If immediate help is at hand, although ones appearance and condition will be grave, it is reasonable to assume that recompression to a tolerable pressure within 60 to 90 seconds could result in survival, and possibly in
rather rapid recovery (as was the case with the hapless Houston Technician but was not the case with the Soyuz -11 Cosmonauts)
From the Bioastronautics Data Book in the Chapter: "Barometric Pressure," it says that
"In rapid sequence after consciousness is lost paralysis will be followed by generalized convulsions and paralysis. During this time, water vapor will form rapidly in the soft
tissues and somewhat less rapidly in the venous blood. This evolution of water vapor will cause marked swelling of the body and embolisms in tissues. Heart rate may rise initially, but will fall rapidly thereafter. Arterial blood pressure will also fall over a period of 30 to 60 seconds, while venous pressure rises due to distension of the venous system by gas and vapor. Venous pressure will meet or exceed arterial pressure within one minute. There will be virtually no effective circulation of blood. After an initial rush of gas from the lungs during decompression, gas and water vapor will continue to flow outward through the airways. This continual evaporation of water will cool the mouth and nose rapidly; the remainder of the body will also become cooled, but more slowly."
If you are exposed to direct sunlight - you can get a rather severe sunburn
The Hitchhiker's Guide excerpt only mentions holding your breath but assuming Arthur began panicking and hyperventilating - that wouldn't have helped either. The bloodstream of a resting person is already saturated with oxygen; there is no way to pump more in. What hyperventilation does is to flush CO2 out of your body. This matters because the breathing reflex is triggered by CO2 buildup, not oxygen shortage.
(That's why you get no warning of impending unconsciousness in a pure-nitrogen atmosphere.)
Hyperventilation suppresses the breathing reflex so you can fully exploit the air in your lungs. This doesn't help in vacuum since if holding in air by closing the tubes connected to lungs causes greater damage than if the lungs are allowed to deflate. (There's a reason it's called explosive decompression.)
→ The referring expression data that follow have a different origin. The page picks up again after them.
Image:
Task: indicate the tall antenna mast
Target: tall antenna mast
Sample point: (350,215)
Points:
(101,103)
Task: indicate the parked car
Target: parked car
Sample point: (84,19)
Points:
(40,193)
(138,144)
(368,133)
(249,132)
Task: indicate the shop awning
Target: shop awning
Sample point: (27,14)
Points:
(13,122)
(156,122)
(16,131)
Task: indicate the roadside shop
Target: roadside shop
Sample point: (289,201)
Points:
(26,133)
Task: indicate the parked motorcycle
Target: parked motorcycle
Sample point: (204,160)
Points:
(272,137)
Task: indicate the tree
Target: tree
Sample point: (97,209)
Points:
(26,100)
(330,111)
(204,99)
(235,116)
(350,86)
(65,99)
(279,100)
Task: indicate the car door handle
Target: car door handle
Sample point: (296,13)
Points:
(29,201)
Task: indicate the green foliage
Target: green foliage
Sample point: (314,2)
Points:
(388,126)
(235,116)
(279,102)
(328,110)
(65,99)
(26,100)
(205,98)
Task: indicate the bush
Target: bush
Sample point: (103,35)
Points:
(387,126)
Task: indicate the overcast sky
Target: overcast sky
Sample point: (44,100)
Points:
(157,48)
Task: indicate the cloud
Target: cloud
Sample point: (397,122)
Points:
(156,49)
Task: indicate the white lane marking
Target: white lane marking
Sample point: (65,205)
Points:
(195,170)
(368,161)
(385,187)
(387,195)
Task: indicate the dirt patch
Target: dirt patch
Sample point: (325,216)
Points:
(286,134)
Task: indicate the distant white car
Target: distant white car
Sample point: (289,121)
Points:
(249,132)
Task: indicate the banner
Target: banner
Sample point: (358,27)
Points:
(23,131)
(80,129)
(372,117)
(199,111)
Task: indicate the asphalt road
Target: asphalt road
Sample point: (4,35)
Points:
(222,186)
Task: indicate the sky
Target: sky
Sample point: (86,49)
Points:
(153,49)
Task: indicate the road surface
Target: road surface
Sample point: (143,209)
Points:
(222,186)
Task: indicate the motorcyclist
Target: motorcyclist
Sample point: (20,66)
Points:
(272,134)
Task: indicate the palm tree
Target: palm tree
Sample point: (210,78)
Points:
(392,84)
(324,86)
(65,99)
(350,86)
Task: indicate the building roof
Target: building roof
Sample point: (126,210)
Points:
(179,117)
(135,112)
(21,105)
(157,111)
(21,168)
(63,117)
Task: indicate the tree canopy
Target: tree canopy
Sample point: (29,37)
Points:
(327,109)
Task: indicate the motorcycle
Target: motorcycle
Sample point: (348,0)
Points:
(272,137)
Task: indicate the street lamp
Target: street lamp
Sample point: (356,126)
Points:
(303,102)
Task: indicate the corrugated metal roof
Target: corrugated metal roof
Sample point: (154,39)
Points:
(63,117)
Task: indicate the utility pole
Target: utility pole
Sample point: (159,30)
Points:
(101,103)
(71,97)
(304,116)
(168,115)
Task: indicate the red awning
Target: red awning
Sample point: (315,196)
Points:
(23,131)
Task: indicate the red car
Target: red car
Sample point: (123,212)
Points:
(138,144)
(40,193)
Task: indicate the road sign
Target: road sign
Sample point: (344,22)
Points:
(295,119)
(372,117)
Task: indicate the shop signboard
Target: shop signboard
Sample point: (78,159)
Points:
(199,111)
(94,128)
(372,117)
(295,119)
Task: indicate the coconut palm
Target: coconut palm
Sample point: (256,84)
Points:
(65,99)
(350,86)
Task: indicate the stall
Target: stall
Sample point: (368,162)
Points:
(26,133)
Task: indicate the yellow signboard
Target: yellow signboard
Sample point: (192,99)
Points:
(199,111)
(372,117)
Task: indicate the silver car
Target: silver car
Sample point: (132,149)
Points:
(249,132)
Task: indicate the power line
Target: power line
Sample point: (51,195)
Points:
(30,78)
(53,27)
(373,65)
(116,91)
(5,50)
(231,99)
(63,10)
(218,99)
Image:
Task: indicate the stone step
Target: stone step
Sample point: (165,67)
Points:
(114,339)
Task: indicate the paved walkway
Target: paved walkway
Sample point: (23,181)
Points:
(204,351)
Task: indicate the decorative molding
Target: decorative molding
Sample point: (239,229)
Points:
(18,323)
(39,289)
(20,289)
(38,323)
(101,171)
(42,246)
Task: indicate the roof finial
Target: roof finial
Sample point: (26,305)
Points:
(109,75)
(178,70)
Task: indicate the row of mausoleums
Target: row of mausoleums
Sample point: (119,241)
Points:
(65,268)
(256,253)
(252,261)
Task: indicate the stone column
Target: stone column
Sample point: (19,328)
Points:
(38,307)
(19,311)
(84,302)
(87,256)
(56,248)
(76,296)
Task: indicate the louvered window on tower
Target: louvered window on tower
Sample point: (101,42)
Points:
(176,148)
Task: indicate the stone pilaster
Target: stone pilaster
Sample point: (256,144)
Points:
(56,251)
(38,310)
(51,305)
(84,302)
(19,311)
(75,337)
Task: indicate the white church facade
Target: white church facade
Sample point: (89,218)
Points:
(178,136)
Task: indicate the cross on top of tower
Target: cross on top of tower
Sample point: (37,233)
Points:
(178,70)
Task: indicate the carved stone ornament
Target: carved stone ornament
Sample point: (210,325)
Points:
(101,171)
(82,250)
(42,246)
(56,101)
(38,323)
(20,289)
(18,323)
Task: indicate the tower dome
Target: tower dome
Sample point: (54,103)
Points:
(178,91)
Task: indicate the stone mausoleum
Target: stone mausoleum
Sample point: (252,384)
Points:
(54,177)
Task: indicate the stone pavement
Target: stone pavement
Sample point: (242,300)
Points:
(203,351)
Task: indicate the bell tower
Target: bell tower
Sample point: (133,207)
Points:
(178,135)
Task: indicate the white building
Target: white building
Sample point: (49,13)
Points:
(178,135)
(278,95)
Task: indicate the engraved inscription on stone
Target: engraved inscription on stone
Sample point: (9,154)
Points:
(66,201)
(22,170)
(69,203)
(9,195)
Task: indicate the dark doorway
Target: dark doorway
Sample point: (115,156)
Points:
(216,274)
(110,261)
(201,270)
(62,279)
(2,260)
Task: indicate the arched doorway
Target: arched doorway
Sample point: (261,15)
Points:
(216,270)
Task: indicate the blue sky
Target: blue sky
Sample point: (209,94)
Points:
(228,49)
This is confirmed with the sorry tale recorded in another Nasa Document, the ever-thrilling: Rapid (Explosive) Decompression Emergencies In Pressure-Suited subjects by Emmanuel Roth which establishes the lethality of sudden compression but also the effects upon the heart and brain
The un-named 24 year old white male, was subject to a rapid decompression at 30,000 feet in less than 1 second. He was seen visibly to be rigid, and anxious and appeared to be holding his breath. Immediately following decompression he began to cough moderately lost consciousness a few seconds later.
At ground level he was cyanotic, unresponsive, pupils fixed and dilated flaccid and clammy to the touch. 100% oxygen was administered, no heart sounds, blood pressure or pulse could be located; urinary incontinence followed, a respirator was introduced and his airways were not blocked, however he remained utterly unresponsive. After 15 minutes of continued attempts to resuscitate a final injection of adrenalin was administered into the heart with no change.
Post-mortem autopsy found evidence of severe haemorrhaging in his lungs and gas bubbles in his blood vessels throughout his body as well as the rapid collection of moisture in tissues including embolisms in the brain but these would not have been fatal but were consistent with asphyxia and the primary cause of death was cardio-respiratory failure.